Frazier: Haha, that is a good question. I don’t manage my nerves very well, especially when I had to sing on live television – I never really prepared for that. But I think by knowing how hard I worked and how much effort I put into those few moments on stage – I had to trust my hard work and dedication. Singing on the Miss America stage was probably my 20th time singing in front of an audience solo.
What was it like to be part of the Miss America pageant in 2016 and share the spotlight with some of the most beautiful, talented women in the entire nation?
Frazier: Miss America was a very special experience – I dreamed of competing for that title for many years and then, it was finally in my reach. It was a truly humbling experience and such an honor to represent Oklahoma on a national level. I walked away with multiple best friends and each girl at Miss America could have walked away with the title and had been an outstanding representative.
Do you have any embarrassing pageant moments you’re willing to share?
Frazier: I have MANY embarrassing pageant moments. I think the best one being that I once only packed two left shoes (they were the same shoe just different sizes) so when I went to pack I grabbed two left shoes in different sizes. It was very hard to model that night.
How do you respond to people who think pageants are old-fashioned, outdated, or demeaning to women?
Frazier: I always express how much the Miss America Organization has done for me – gave me confidence, I graduated debt-free because of this organization, and it really truly does empower young women to seek the heights and break those glass ceilings. Usually, after I share my personal story, individuals are more likely to understand why young women compete in pageants.

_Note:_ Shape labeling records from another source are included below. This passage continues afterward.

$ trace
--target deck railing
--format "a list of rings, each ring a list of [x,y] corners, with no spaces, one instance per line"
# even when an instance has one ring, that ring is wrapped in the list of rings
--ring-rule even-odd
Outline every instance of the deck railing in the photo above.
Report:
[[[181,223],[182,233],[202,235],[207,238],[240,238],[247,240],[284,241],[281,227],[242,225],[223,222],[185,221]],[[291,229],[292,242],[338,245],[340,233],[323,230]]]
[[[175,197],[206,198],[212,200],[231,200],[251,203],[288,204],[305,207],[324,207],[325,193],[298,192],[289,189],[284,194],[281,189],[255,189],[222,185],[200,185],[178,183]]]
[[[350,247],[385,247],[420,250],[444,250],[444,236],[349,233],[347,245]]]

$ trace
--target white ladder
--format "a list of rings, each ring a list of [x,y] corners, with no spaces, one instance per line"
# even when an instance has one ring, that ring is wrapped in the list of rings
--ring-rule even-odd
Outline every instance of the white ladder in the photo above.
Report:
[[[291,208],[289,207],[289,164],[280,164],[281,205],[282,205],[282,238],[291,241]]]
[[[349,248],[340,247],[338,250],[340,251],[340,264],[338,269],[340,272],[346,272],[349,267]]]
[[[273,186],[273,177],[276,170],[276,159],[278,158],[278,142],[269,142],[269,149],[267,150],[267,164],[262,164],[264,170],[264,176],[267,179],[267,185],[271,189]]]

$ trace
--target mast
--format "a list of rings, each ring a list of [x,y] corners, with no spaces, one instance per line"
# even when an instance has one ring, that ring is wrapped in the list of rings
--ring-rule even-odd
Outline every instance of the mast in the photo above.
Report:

What are some of the most common misconceptions or stereotypes of pageants and pageant contestants, and how can those be addressed or overcome?
Frazier: The main stereotype that I seem to have to overcome is that we are not intelligent. I think due to some reality television shows it has showcased a negative light on pageants. However, most of my friends that competed in Miss America graduated with an excellent GPA and are pursuing their Master’s degree, as am I.
What is the goal behind the “Warriors for Women” platform and why does it hold such deep, personal meaning for you?
Frazier: The goal behind “Warriors for Women” was to educate, advocate and empower young women about women’s health. I was diagnosed with cancer at age 19 and I was very uneducated on women’s health. So my goal was to inspire young women to take priority in their health and to go to the doctor for annual check-ups. I love sharing my story with young women and I was able to speak to over 100,000 individuals about women’s health during my year as Miss Oklahoma.
What kind of advice would you offer to teenage girls about body image, confidence, and self-esteem?
Frazier: You know, I constantly struggle with body image issues myself, trying to figure out what’s “Georgia healthy” vs “pageant healthy” and it has and will continue to be a struggle in my personal life. But the best advice I can give to teenage girls is as long as you feel healthy and beautiful – then you’re okay. Just take care of your body and make sure you are treating it with respect – eating healthy, working out and getting enough sleep. It’s the only body you will have. You need to love yourself, your body and your heart, always.
How do you stay connected with Jenks?
Frazier: I stay connected with Jenks in multiple ways. Obviously, I follow Jenks Public Schools on all forms of social media. I now have a nephew attending Jenks so I attend all of his football games and cannot wait to grow up watching him be a part of the best high school in the nation.
What is next for you both personally and professionally?
Frazier: I’m currently getting my Master’s degree at Gonzaga in Sports Business and Administration and I love it – go Zags! I’ll continue to develop and grow as a team member for Muscular Dystrophy Association and I’m excited to give back to the Tulsa community within my career.